暴君と魔女




車の中で特に何の興味もわかない一般的には美しいと称賛される女の写真を見つめて溜め息をついた。


綺麗な装丁の写真は俗に言う見合い写真で、父親の選んだ完璧なる女の1人。


どれを見たところで作り笑いで厚化粧のまがい物だと雑にシートに投げ捨てる。


そうやってここ何年かは逃げていたけれど、さすがにそろそろ本腰を入れてきた親父様がいい加減に跡取りを作れと急かしてくる。

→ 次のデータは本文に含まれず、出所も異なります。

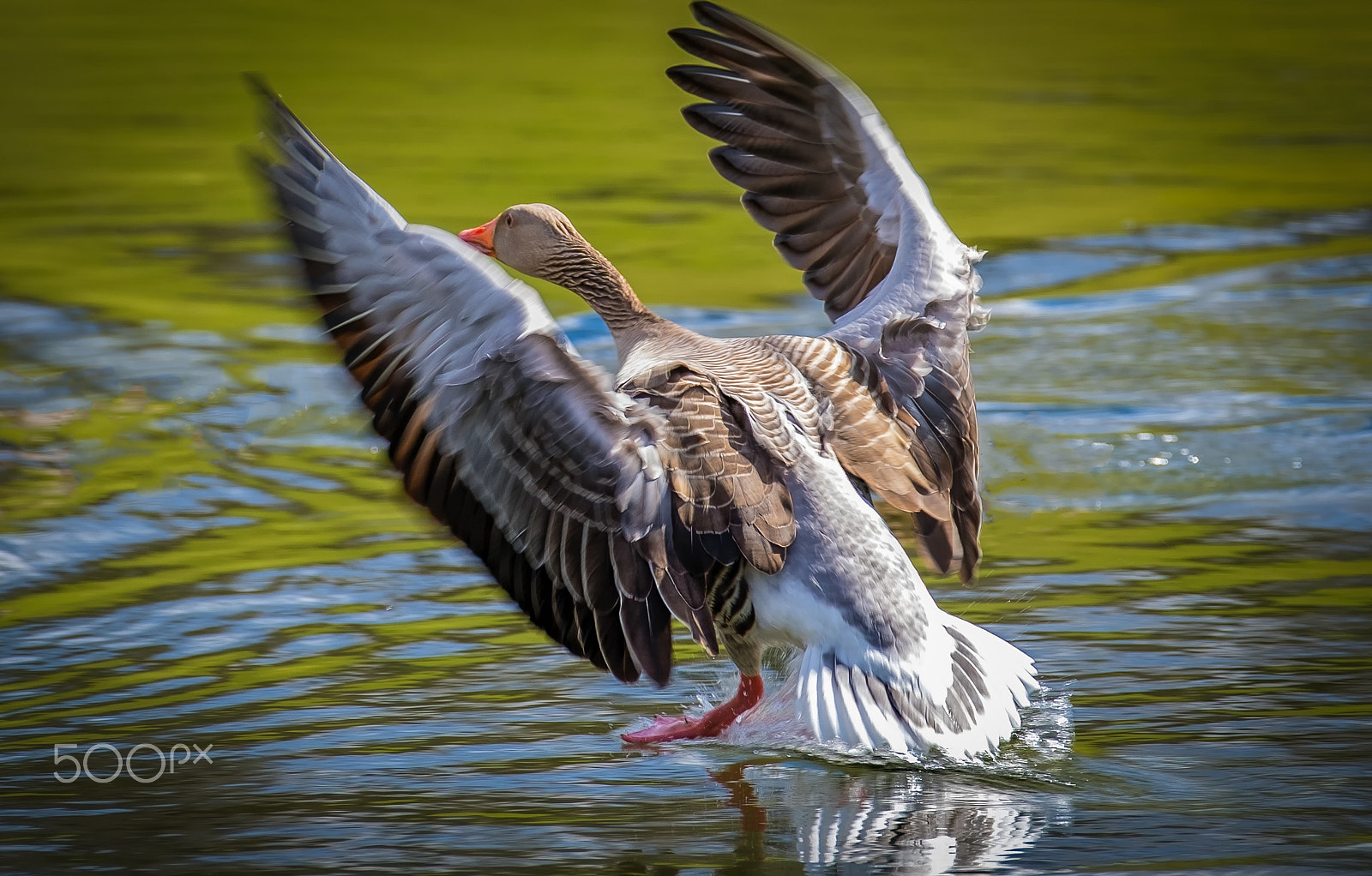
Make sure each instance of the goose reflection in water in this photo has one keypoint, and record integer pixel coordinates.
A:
(909, 823)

跡取り・・・つまりは権力を維持する、あの男には単なる手駒を・・・。


また・・・俺の様な愛のない子供を作れと言うあの父親に呆れつつもいつかは実行しなくてはいけないのだと視線を落とす。



「・・・・・鎖・か」



消え入りそうな声で呟いた自分の運命の様な物に心のない笑みを口元に浮かべ窓の外の景色を見つめた。




















「おかえりなさいませ望様」


「・・・・・・・仕事だ」



そう言って相変わらずヘラっと笑う四季の横を抜けて奥に進めば、不満を孕んだ声が俺を追いかけて批難する。



「望様、帰ってきたらきちんとご挨拶なさいませ」


「疲れてんだよ。お前の遊びに付き合ってる余裕はない」



面倒だと振り返るでもなくソファーにつき進み乱暴に体を投げ出してしまう。


そんな俺を小さく息を吐いてからじっと見つめる四季が、しばらく不動の後にぽつりと俺の疲れを指摘する。




「・・・また、お見合いのお話が?」


「お前はズケズケとプライバシー関係なく読んでくるな」


「まぁ、読むまでもなくお顔を見れば分かります。どう見てもお仕事で疲れたという感じではなかったので」


「あっ?」


「望様はお仕事の時より女性が関わる事態の時の方が断然お疲れなお顔をしてますよ」


「・・・・・」



しまった、言い返す言葉が出てこなかった。


その事にも不覚だと眉根を寄せ舌打ちすれば、勝ったと言う様に目を細め微笑む四季に持っていた書類を雑につきだす。


それを丁寧に受け取ると、ゆっくりと俺の隣にその身を置く四季。


ふわり香るいつもの匂いにどこか安堵し僅かに苛立ちが緩む。


それでも緩みすぎない程度に書類に目を向けるといつもの様に四季のお告げに耳を向けた。